Portant une djellaba grise et un foulard orné d’un décor végétal, cette jeune femme, âgée de vingt-six ans, se tient dans un coin au hall du siège de la Cour d’appel de Casablanca, en compagnie de sa mère et sa sœur unique. Dès que la sonnette tinte dans la salle d’audience, le président de la Cour, ses deux assesseurs, le représentant du ministère public et le greffier prennent leur place au perchoir, toutes les trois entrent : la victime, sa sœur et leur mère, pour prendre leur place parmi l’assistance.
Nous sommes au début de l’après-midi de ce jour de la première semaine du mois courant, septembre. Le président appelle ce jeune homme, âgé de vingt-quatre ans, à la barre. De petite taille, vêtu de pantalon en bleu jean et chemise demi-manche rayée en bleu et blanc, il se tient devant la Cour et clame son innocence dès le début de son interrogatoire. Il affirme n’avoir jamais violé la plaignante et qu’elle était sa maîtresse qui lui a demandé de se présenter chez ses parents pour la demander en mariage.
«Mais je ne voulais pas lui céder, M. le président», affirme-t-il. Une raison pour laquelle il croit, selon ses déclarations devant la Cour, qu’elle a inventé cette histoire de viol. Ce repris de justice – il a déjà été condamné pour trafic de drogue – affirme qu’il ne pouvait pas l’épouser parce qu’elle est une fille de tout le monde. «Elle couchait avec n’importe qui», confirme-t-il devant les trois magistrats.

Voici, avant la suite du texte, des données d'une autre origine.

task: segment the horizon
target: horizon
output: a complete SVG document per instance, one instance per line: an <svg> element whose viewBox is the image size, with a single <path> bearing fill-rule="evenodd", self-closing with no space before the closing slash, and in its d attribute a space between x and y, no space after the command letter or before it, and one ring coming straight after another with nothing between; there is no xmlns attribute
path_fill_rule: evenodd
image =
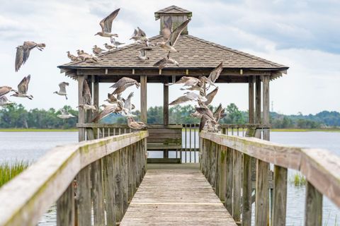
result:
<svg viewBox="0 0 340 226"><path fill-rule="evenodd" d="M113 30L120 35L118 41L126 42L137 26L149 37L158 35L159 20L154 20L154 12L175 4L193 12L188 25L190 35L290 67L288 75L271 83L270 102L271 105L273 102L274 112L284 114L340 112L340 105L334 102L340 99L340 46L334 38L340 30L334 29L340 26L336 16L339 3L145 1L140 6L136 2L74 0L3 3L0 8L0 44L4 48L0 61L4 76L0 85L16 88L24 76L31 74L28 93L34 99L11 97L11 100L28 109L60 109L65 105L75 108L77 83L60 74L57 68L69 61L66 51L74 53L80 48L90 52L93 45L102 47L108 42L108 39L94 35L100 29L99 21L118 8L121 9L113 23ZM278 13L278 8L289 11L280 10ZM298 15L298 12L301 13ZM26 64L16 73L16 47L26 40L45 42L47 47L41 52L33 49ZM67 101L52 94L62 81L70 83ZM101 84L100 103L107 93L112 92L108 88L111 85ZM225 107L233 102L240 110L247 110L247 84L220 83L219 86L220 91L213 105L222 102ZM148 108L162 105L162 95L152 94L162 93L162 85L148 84L147 89ZM133 88L128 90L135 92L132 102L139 109L140 90ZM178 97L178 91L179 85L169 88L169 101Z"/></svg>

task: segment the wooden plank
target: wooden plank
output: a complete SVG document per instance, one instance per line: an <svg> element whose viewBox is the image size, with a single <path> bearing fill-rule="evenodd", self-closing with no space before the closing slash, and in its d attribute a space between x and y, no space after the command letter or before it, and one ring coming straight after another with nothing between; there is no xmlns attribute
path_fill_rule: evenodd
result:
<svg viewBox="0 0 340 226"><path fill-rule="evenodd" d="M269 224L269 164L256 160L256 189L255 201L255 225Z"/></svg>
<svg viewBox="0 0 340 226"><path fill-rule="evenodd" d="M57 201L57 225L74 225L74 191L73 182Z"/></svg>
<svg viewBox="0 0 340 226"><path fill-rule="evenodd" d="M189 225L237 225L198 170L149 170L120 222Z"/></svg>
<svg viewBox="0 0 340 226"><path fill-rule="evenodd" d="M78 226L91 226L90 166L85 167L76 175L76 209Z"/></svg>
<svg viewBox="0 0 340 226"><path fill-rule="evenodd" d="M147 123L147 76L140 76L140 121Z"/></svg>
<svg viewBox="0 0 340 226"><path fill-rule="evenodd" d="M243 155L242 226L251 225L251 157Z"/></svg>
<svg viewBox="0 0 340 226"><path fill-rule="evenodd" d="M305 226L322 225L322 194L309 182L306 184Z"/></svg>
<svg viewBox="0 0 340 226"><path fill-rule="evenodd" d="M285 225L287 210L287 168L274 167L274 200L272 225Z"/></svg>

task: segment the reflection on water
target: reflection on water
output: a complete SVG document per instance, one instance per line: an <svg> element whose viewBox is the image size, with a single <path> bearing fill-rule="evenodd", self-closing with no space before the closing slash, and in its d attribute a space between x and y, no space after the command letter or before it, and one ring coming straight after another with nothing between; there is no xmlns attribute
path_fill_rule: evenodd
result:
<svg viewBox="0 0 340 226"><path fill-rule="evenodd" d="M183 135L184 136L184 135ZM186 136L186 147L198 148L198 134L193 133ZM27 160L33 162L43 155L47 150L57 145L77 142L77 132L0 132L0 162L17 160ZM186 138L182 139L183 148ZM340 155L340 133L330 132L271 132L271 141L275 143L307 148L328 149ZM162 157L162 153L153 152L149 157ZM179 152L177 153L179 157ZM176 153L169 153L170 157L175 157ZM194 155L186 152L186 160L190 157L198 160L198 153ZM182 153L182 160L186 158L186 152ZM184 161L183 161L184 162ZM289 170L291 175L293 170ZM303 225L305 211L305 188L288 186L287 225ZM336 225L336 218L340 218L340 210L328 198L324 197L323 225ZM56 225L55 206L40 220L38 225L50 226Z"/></svg>

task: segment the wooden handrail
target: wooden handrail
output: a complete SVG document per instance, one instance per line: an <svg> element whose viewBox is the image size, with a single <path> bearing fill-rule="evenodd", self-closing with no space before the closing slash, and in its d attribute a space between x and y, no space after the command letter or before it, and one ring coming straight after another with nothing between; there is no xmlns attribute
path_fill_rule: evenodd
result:
<svg viewBox="0 0 340 226"><path fill-rule="evenodd" d="M53 148L0 189L0 225L36 225L82 169L147 136L140 131Z"/></svg>

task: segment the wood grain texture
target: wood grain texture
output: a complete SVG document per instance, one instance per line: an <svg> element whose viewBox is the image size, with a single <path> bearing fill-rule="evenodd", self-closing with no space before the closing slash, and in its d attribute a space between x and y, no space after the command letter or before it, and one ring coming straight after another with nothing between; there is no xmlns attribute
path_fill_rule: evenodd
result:
<svg viewBox="0 0 340 226"><path fill-rule="evenodd" d="M149 170L120 222L237 225L198 170Z"/></svg>

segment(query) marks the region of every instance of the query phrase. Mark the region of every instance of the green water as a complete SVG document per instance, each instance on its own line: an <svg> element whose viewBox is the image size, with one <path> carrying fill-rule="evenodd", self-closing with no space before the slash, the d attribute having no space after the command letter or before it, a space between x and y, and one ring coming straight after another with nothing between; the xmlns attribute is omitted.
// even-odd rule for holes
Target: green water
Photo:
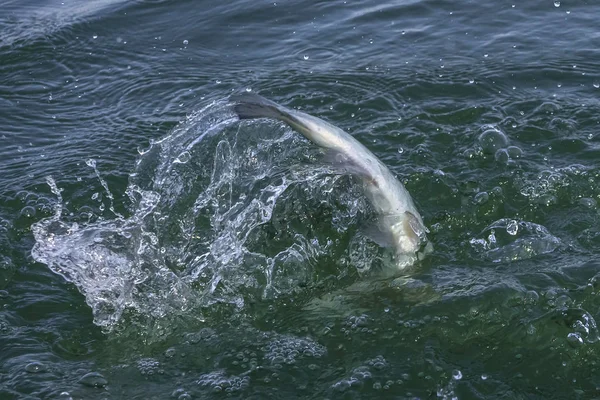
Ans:
<svg viewBox="0 0 600 400"><path fill-rule="evenodd" d="M593 399L600 36L585 1L0 2L0 399ZM286 126L411 193L372 210Z"/></svg>

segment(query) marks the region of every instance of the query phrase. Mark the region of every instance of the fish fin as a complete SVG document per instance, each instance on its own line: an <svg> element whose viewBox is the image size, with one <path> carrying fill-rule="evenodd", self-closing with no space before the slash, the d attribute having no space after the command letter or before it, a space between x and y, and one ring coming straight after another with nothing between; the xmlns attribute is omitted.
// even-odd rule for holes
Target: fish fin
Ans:
<svg viewBox="0 0 600 400"><path fill-rule="evenodd" d="M282 107L254 93L241 93L229 98L237 103L233 109L240 119L274 118L282 120L286 117Z"/></svg>
<svg viewBox="0 0 600 400"><path fill-rule="evenodd" d="M429 230L419 221L419 219L410 211L405 211L404 215L406 215L405 228L407 231L412 231L415 235L415 239L419 241L419 243L425 243L427 241L427 233Z"/></svg>
<svg viewBox="0 0 600 400"><path fill-rule="evenodd" d="M394 237L389 232L383 232L377 225L363 228L363 233L381 247L394 247Z"/></svg>

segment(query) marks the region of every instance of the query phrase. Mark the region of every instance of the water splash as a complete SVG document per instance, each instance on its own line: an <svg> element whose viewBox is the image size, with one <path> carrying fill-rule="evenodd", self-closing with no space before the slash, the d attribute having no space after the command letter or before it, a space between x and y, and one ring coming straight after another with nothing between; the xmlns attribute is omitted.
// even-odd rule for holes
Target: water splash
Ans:
<svg viewBox="0 0 600 400"><path fill-rule="evenodd" d="M141 155L128 216L115 212L94 160L112 219L76 220L48 178L57 203L32 226L32 255L73 282L108 331L128 315L144 325L204 320L217 306L241 314L248 300L310 284L318 260L343 253L366 210L349 179L315 165L315 151L281 124L238 123L226 103L211 104Z"/></svg>
<svg viewBox="0 0 600 400"><path fill-rule="evenodd" d="M492 223L480 236L471 239L472 249L496 263L525 260L551 253L562 243L542 225L510 218Z"/></svg>

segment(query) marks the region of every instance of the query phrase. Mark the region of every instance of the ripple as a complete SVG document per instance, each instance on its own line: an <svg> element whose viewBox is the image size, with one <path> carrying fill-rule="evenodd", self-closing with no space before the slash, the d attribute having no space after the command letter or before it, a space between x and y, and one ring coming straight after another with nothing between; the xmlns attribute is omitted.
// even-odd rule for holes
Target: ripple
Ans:
<svg viewBox="0 0 600 400"><path fill-rule="evenodd" d="M506 218L492 223L480 235L484 238L471 239L471 246L492 262L526 260L551 253L562 244L542 225Z"/></svg>

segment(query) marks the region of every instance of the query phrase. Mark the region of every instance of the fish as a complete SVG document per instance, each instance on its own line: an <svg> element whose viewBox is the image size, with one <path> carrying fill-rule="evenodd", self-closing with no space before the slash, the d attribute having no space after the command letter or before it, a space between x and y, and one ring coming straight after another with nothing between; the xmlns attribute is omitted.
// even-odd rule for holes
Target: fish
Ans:
<svg viewBox="0 0 600 400"><path fill-rule="evenodd" d="M284 107L256 93L235 94L229 100L240 120L282 121L324 149L334 168L358 178L377 216L374 226L368 229L368 236L392 250L396 268L403 270L412 266L433 251L427 239L429 230L404 185L353 136L320 118Z"/></svg>

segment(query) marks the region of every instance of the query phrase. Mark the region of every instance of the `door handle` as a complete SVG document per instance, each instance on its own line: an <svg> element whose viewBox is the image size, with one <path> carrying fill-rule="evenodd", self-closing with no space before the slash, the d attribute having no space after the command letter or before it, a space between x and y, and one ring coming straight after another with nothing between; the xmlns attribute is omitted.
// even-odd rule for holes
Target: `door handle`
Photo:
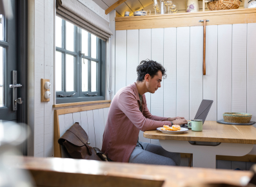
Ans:
<svg viewBox="0 0 256 187"><path fill-rule="evenodd" d="M10 85L10 87L12 88L12 110L17 111L17 103L21 104L22 100L21 98L17 98L17 88L22 87L20 84L17 84L17 71L12 71L12 84Z"/></svg>
<svg viewBox="0 0 256 187"><path fill-rule="evenodd" d="M20 84L10 84L10 87L22 87L22 85Z"/></svg>
<svg viewBox="0 0 256 187"><path fill-rule="evenodd" d="M21 98L18 98L16 100L14 100L15 104L17 105L17 103L18 104L22 104L22 100Z"/></svg>

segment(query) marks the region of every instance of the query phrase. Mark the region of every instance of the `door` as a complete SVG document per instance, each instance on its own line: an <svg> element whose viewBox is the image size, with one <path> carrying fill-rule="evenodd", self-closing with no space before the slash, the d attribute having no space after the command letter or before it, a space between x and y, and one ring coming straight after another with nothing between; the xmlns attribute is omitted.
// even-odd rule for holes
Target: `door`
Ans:
<svg viewBox="0 0 256 187"><path fill-rule="evenodd" d="M14 0L0 1L0 120L17 120L17 110L13 106L13 89L21 88L10 87L15 82L13 71L17 71L17 3ZM19 73L14 72L14 76ZM16 84L19 83L17 80Z"/></svg>

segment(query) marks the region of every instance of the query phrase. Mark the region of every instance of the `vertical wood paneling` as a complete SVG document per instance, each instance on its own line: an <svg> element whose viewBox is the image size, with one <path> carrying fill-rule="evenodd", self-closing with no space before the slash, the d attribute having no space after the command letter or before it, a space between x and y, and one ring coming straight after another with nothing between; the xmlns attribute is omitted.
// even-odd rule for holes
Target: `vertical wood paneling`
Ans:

Hors d’elle, la victime le traite, devant la Cour, de menteur. Le président lui demande de se taire et de ne plus parler sans la permission de la Cour.
Selon les déclarations du mis en cause consignées dans le procès-verbal de son audition, il a avoué l’avoir violée collectivement en compagnie de deux autres jeunes hommes. Tous les trois ont suivi ses pas lorsqu’elle venait de descendre du bus pour l’encercler ensuite et la conduire, sous la menace d’armes blanches, vers une chambre qu’ils louaient avec voisins. L’horloge indiquait 21h passées lorsqu’elle s’est retrouvée entourée de trois malfrats. Sans pitié, ils l’ont obligée à leur céder à tour de rôle. Ce n’est que vers 4 h du matin qu’ils l’ont relâchée. En arrivant chez elle, elle a raconté ce qu’elle a enduré à ses parents qui l’ont emmenée chez la police. Une plainte a été portée. Les investigations ont été soldées par l’arrestation de l’un des trois suspects. Les deux autres sont en état de fuite.
Verdict : jugé coupable, le mis en cause a écopé de dix ans de réclusion criminelle.